An interesting footnote to Thursday's Beckham piece. In one of seven (yes, s-e-v-e-n) pieces that the LA Times printed yesterday about the Beckham transfer to the Galaxy, Chuck Culpepper wrote in his column 'With Beckham, what you see is what you get', the following:
The Guardian's Ian Plenderleith wrote immaculately, "Due to his limitations as a player, Beckham may actually fit in very well in U.S. soccer."
Which is an accurate quote, but taken completely out of context in order to support the writer's angle that British commentators were largely cynical about Beckham's move (they were, but I wasn't one of them). Still, why let context get in the way of a shoddy article when you've a deadline to meet.
The full quote was: "Due to his limitations as a player, Beckham may actually fit in very well in US soccer. While his name reaps sponsorship money, merchandise sales and enhanced media attention, we all know that on the field he's brilliant at what he does - but that that includes little beyond crosses, free-kicks and probing long passes. This will be ideal: he won't dominate games, but he'll produce the kind of highlight moments that can be easily packaged to a sporting audience that loves short, sharp thrills."
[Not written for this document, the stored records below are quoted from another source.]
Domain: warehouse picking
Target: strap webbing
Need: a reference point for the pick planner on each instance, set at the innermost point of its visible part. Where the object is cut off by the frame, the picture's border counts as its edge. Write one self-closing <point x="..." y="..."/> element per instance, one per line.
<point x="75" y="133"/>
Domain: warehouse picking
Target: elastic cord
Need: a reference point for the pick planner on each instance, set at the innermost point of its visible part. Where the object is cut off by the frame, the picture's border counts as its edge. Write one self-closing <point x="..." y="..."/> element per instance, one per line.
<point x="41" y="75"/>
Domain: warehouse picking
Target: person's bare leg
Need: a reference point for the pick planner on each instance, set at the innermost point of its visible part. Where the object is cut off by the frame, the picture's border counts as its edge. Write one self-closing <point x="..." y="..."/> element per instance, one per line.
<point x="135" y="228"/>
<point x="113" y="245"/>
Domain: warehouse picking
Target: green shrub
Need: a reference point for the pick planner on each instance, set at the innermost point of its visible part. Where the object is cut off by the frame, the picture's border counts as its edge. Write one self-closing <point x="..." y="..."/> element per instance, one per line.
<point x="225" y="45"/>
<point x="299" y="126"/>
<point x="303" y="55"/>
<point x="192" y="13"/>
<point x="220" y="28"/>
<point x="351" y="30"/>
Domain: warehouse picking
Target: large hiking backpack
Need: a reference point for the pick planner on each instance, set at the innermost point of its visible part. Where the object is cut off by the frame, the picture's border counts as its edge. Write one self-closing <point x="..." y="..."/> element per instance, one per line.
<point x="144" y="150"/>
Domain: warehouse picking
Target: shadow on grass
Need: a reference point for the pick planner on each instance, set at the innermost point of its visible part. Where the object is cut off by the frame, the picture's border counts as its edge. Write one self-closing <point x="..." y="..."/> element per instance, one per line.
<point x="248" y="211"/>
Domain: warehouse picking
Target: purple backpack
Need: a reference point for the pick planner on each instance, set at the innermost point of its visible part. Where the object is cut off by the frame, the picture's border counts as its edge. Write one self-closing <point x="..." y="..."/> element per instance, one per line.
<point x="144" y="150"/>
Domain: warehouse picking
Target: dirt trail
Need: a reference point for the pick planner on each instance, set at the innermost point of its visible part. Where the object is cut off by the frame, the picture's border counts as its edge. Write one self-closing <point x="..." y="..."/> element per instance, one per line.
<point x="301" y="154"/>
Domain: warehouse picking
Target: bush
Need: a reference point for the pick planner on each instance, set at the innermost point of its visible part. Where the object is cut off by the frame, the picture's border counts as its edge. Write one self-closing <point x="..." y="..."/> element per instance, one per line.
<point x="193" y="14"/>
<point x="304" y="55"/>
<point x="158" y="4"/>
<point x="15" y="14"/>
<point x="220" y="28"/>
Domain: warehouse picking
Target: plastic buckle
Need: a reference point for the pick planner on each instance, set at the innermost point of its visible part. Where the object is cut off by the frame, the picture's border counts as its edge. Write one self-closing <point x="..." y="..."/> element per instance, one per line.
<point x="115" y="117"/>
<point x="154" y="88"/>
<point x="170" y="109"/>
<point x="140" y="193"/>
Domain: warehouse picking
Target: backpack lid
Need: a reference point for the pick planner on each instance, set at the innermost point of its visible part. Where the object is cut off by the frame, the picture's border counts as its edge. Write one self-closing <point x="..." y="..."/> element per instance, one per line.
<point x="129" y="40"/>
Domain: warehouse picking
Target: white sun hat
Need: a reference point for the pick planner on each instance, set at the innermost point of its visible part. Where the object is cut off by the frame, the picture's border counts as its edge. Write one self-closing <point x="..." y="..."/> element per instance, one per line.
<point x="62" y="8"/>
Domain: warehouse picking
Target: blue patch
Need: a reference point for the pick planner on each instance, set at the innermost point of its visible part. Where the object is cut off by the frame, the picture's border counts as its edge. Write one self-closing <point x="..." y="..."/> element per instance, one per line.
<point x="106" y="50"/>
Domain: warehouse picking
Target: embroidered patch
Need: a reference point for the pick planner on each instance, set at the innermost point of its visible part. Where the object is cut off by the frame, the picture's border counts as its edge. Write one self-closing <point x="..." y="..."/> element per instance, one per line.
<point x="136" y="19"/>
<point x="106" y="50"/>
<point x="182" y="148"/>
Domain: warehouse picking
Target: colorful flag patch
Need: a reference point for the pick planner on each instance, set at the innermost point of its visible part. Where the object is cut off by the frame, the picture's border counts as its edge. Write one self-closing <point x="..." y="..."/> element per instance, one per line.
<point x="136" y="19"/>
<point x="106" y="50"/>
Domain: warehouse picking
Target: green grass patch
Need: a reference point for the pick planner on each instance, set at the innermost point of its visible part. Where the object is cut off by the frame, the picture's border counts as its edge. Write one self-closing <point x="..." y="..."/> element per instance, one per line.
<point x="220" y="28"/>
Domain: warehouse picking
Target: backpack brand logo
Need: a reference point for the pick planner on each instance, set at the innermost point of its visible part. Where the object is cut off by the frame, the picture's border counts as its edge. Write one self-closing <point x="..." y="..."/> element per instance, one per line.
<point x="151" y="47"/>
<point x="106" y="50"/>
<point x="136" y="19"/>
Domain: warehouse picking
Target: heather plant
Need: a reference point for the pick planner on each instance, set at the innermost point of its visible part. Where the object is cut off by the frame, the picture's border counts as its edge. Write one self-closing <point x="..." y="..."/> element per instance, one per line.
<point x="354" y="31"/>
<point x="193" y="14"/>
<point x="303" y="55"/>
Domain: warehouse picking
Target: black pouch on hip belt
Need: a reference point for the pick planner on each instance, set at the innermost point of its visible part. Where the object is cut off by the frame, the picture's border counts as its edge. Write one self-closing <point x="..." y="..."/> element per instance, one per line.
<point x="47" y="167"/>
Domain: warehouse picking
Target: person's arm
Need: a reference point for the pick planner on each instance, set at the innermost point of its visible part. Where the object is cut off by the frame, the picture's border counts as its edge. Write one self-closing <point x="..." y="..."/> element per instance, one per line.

Mind, if he'd printed all that, I might have demanded a cut of his fee. And at least I can play the counter-distortion game, should I ever have a book published again, by having on the jacket: "Plenderleith writes immaculately" (LA Times). Sure, it would involve tinkering with the word 'wrote', but clearly the LA Times doesn't mind about technicalities on matters of mere accuracy.